As some of you might know, I spent most of the last ten years working in mall stores. The last place I worked in New York state had a view onto the main drag of one of the biggest malls in America. The nature of the job I had gave me a lot of time to people-watch, which I enjoy, so that was good. I found myself watching kids a lot of time.
Now, I’m not a huge kid person (for which I offer my deepest apologies to my now-grown son), but I found the kids the most interesting to watch. In my store, we often had people bring their kids with them, so you would experience the range of behavior from good to insane. (Why people will not properly supervise their children is beyond me. If I though a kid was going to get hurt, or was going to cause damage to the store, I would butt in. Some parents got irked. They should have had their parenting licenses revoked.) But mostly, I would watch kids in front of the store, either as they passed by or as they played or hung out with their guardians in the open area just outside our storefront.
It started to bother me how often children were bodily restrained. I saw so many kids in strollers long past the age that–in my opinion– they should have been perfectly capable of walking around on their own. (Full disclosure: I never owned a stroller when my kid was small. Once or twice we rented one for long, touristy day trips. Other than that, I held him, he road in the shopping cart, or he walked.) Now, before you jump all over me, yes, I can see the advantage of a stroller. For wee babes, it’s obvious: you don’t have to carry them. For older kids, you don’t have to carry them when they’re tired. You also know where the kid is, and it’s harder for the kid to get into trouble.
That last sentence is where it gets fuzzy. The stroller becomes an instrument of control. The kids I saw were rarely sitting in stroller, they were restrained in it. For safety, of course. But the number of times I saw kids of an age that rendered them perfectly capable of walking, in fact fighting to get out of the stroller to do just that, but were left strapped in, apparently for the parents’ convenience, well, it was staggering.

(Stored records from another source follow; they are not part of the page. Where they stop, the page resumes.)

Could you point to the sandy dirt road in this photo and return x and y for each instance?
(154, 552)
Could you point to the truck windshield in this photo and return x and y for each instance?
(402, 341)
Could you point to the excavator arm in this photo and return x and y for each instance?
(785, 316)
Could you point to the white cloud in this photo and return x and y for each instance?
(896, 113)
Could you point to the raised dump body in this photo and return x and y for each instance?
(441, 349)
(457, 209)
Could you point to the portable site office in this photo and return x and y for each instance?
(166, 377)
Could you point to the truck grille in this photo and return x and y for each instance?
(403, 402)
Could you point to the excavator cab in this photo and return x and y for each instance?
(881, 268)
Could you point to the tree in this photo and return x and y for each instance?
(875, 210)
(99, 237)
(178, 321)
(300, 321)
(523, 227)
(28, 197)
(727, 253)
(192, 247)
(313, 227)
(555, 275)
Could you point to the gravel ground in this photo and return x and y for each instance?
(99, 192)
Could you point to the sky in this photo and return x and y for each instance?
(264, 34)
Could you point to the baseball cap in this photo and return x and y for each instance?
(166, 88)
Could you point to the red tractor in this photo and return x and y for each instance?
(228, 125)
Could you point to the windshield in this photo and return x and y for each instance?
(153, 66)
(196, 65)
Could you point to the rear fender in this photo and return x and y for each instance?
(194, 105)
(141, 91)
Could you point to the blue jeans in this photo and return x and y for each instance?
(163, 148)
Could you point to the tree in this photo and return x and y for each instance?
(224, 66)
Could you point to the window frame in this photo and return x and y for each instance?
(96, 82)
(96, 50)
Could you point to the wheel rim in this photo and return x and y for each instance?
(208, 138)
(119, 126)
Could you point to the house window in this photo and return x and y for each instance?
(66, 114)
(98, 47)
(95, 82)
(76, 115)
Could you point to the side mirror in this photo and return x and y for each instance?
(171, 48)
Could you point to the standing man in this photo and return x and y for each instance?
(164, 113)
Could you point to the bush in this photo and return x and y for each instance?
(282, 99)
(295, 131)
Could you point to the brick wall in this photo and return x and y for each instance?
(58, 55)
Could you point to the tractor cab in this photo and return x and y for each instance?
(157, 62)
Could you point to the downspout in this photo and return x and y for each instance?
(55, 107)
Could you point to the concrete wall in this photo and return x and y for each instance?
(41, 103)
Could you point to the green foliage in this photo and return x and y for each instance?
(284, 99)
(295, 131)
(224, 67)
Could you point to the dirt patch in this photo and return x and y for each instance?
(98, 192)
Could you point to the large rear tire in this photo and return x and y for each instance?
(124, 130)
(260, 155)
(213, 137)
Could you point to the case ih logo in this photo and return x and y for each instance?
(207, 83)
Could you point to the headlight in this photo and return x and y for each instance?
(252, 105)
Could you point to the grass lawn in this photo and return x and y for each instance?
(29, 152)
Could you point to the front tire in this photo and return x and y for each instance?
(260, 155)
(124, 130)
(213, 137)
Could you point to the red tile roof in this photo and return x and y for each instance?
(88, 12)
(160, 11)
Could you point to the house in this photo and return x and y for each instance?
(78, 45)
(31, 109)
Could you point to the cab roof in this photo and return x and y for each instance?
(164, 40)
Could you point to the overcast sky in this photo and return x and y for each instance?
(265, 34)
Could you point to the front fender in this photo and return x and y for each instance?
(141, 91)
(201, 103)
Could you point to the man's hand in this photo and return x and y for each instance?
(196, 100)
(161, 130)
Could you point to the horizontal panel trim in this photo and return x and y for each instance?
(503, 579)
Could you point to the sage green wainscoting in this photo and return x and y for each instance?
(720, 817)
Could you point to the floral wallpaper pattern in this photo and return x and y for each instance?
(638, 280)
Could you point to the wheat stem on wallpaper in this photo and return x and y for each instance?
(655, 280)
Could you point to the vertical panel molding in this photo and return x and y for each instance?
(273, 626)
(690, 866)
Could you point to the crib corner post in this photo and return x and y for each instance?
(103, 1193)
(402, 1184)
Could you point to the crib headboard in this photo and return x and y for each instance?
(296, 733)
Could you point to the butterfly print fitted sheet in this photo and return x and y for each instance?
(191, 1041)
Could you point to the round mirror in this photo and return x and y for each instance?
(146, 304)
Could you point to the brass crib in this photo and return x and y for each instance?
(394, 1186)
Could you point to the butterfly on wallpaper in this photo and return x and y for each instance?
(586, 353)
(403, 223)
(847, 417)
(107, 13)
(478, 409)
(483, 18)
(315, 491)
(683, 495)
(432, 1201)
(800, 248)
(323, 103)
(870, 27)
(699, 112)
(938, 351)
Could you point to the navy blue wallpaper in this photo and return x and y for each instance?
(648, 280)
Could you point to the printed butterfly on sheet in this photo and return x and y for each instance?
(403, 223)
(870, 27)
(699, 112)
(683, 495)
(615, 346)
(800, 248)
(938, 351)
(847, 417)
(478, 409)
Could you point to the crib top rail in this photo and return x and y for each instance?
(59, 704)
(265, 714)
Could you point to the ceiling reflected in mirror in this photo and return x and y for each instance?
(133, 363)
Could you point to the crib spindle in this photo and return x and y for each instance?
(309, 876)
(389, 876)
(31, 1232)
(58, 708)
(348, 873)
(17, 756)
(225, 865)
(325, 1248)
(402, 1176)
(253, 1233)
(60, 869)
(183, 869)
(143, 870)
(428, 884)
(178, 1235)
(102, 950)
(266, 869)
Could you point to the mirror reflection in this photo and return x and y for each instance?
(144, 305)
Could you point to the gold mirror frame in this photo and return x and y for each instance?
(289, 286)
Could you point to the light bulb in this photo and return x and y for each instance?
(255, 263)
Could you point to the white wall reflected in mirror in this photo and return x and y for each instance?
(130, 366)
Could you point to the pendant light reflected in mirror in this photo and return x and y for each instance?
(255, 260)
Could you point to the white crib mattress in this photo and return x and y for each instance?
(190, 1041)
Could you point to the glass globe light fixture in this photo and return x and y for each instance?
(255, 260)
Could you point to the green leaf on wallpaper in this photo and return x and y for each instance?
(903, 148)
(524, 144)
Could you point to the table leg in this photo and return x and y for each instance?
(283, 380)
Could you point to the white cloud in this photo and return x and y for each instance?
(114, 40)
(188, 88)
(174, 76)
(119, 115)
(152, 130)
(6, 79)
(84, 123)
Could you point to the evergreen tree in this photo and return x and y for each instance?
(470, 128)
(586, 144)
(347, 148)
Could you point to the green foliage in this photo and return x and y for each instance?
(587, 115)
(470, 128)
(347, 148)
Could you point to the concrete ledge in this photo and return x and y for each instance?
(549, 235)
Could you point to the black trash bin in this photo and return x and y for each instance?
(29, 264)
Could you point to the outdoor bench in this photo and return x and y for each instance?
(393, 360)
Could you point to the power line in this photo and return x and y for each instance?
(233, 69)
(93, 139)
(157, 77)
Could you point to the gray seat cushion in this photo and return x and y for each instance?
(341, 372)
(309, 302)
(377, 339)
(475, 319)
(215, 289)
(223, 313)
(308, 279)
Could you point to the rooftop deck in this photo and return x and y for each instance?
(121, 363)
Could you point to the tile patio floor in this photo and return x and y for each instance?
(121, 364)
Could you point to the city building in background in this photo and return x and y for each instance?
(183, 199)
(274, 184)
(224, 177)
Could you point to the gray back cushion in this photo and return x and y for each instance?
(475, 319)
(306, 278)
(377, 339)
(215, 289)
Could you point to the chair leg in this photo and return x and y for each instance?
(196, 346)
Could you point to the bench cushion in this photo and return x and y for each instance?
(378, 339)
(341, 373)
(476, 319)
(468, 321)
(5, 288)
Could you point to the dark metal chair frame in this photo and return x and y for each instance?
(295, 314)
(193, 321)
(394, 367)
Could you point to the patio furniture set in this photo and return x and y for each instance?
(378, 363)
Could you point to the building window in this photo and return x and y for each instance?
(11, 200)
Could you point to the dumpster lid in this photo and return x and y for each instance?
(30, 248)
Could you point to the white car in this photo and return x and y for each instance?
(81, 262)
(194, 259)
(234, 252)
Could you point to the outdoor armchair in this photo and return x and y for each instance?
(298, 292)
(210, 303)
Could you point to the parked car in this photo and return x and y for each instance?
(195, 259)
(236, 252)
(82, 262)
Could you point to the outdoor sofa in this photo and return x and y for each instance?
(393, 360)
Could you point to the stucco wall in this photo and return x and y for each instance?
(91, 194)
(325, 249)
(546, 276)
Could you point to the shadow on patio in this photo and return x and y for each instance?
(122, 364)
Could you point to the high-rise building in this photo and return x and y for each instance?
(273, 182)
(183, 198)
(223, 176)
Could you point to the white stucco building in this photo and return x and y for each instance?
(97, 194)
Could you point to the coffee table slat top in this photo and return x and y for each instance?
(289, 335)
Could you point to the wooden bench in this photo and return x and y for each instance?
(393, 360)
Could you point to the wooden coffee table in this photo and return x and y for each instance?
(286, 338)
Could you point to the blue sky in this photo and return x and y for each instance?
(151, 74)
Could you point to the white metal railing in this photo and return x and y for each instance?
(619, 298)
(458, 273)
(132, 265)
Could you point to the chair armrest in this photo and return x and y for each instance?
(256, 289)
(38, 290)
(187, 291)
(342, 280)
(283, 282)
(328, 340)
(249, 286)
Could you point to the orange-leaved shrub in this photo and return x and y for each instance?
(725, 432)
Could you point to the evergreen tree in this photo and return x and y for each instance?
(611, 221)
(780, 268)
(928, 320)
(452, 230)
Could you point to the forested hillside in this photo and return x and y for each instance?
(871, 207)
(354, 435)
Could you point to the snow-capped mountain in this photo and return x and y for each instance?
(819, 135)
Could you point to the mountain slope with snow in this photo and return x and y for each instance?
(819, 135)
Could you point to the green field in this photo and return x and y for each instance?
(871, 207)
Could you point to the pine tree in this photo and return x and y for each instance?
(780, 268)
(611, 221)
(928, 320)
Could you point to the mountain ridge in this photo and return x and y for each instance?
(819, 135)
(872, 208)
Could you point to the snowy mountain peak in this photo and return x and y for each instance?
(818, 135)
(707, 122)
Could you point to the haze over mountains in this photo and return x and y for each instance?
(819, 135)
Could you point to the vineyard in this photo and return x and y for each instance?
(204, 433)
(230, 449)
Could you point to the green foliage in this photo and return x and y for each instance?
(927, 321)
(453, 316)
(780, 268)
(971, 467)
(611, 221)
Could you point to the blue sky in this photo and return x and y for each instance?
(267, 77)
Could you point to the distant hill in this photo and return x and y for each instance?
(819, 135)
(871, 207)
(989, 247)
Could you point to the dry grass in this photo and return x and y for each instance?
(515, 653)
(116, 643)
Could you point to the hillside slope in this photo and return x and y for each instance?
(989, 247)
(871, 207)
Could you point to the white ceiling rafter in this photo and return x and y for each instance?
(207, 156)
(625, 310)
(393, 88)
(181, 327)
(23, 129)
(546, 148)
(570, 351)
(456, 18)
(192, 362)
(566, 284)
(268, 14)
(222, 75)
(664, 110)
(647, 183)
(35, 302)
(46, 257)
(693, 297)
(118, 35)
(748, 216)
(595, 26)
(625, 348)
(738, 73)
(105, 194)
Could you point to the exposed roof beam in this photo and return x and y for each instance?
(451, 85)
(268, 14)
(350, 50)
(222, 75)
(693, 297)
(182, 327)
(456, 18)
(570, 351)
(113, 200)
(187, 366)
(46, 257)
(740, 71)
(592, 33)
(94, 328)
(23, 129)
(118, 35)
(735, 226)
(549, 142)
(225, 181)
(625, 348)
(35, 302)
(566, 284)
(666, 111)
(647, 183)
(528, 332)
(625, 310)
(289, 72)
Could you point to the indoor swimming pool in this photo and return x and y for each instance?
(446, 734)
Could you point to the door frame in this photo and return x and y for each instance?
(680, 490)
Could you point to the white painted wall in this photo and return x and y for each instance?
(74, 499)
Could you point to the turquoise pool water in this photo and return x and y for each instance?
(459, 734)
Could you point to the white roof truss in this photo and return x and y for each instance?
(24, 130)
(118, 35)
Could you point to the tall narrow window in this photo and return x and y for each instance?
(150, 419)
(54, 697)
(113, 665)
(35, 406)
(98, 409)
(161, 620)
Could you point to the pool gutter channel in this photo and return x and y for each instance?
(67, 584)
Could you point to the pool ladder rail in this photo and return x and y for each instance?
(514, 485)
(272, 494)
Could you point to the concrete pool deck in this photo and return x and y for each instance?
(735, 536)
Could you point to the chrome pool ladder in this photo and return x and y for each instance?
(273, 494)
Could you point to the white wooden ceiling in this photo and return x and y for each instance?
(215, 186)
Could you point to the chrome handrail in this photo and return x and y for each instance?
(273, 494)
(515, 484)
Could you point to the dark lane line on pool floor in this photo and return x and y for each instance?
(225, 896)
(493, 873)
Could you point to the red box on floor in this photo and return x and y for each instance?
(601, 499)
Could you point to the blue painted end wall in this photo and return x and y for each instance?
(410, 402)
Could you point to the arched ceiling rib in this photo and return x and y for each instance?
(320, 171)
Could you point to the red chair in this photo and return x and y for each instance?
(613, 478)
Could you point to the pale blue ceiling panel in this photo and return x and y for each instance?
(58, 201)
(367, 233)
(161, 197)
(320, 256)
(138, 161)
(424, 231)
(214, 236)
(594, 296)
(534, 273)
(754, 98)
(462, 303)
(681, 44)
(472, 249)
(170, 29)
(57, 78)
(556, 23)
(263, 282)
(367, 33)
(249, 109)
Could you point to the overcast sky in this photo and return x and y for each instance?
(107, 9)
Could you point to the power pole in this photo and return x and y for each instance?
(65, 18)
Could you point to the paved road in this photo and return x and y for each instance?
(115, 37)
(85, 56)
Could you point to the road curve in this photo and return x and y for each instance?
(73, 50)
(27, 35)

These kids wanted to move. They wanted to use their bodies. Instead, they were strapped into a car seat, then perhaps allowed to walk all the way to the back end of the car where they were strapped into a stroller, then pushed around sometimes for hours before they were strapped back into the car; heck, I’d be screaming, too.
I began to watch for the kids who were allowed to play. They were the ones running around in the big carpeted area in front of the store, chasing each other, climbing on the benches, doing cartwheels, and generally acting like kids at play. None of them got hurt or caused a bit of trouble for the merchants that I ever saw. And well, darn it, they looked happy, out there playing.
I have to wonder how much of our current problems with hyperactivity and ADHD could have restraint of children as a contributing factor. Kids develop their nervous systems through using their muscles. Movement is necessary for proper neuron development. In the name of keeping our kids safe–strap ’em in the high chair, strap ’em in the car seat, strap ’em in the stroller–are we stunting their growth?
But that’s a long aside to what I really wanted to talk about today.
On Wednesday, the New York Times published an article about an new trend in parenting: letting children play. Yep, play, the same thing I did every darn day when I was a kid. Of course, now it has to be legitimatized with fancy names like “free play” or “unstructured play” or “imaginative play,” in the same sort of way that messing around with a hose or a sprinkler became “water play” (I don’t know when that happened, but every time I hear it, it annoys the heck out of me). Some parents speak proudly of the adjustment they made to the idea of of children making messes! Imagine that! But smug snark aside, am I the only one who finds it it just plain creepy that parents need to be “given a 75-page ‘Playbook’ outlining research on play and offering children ideas for playful pursuits”? When did normal mammalian behavior (all young animals play) become something we have to teach our kids? When did our kids’ lives become so structured that they did not teach the culture of play to one another?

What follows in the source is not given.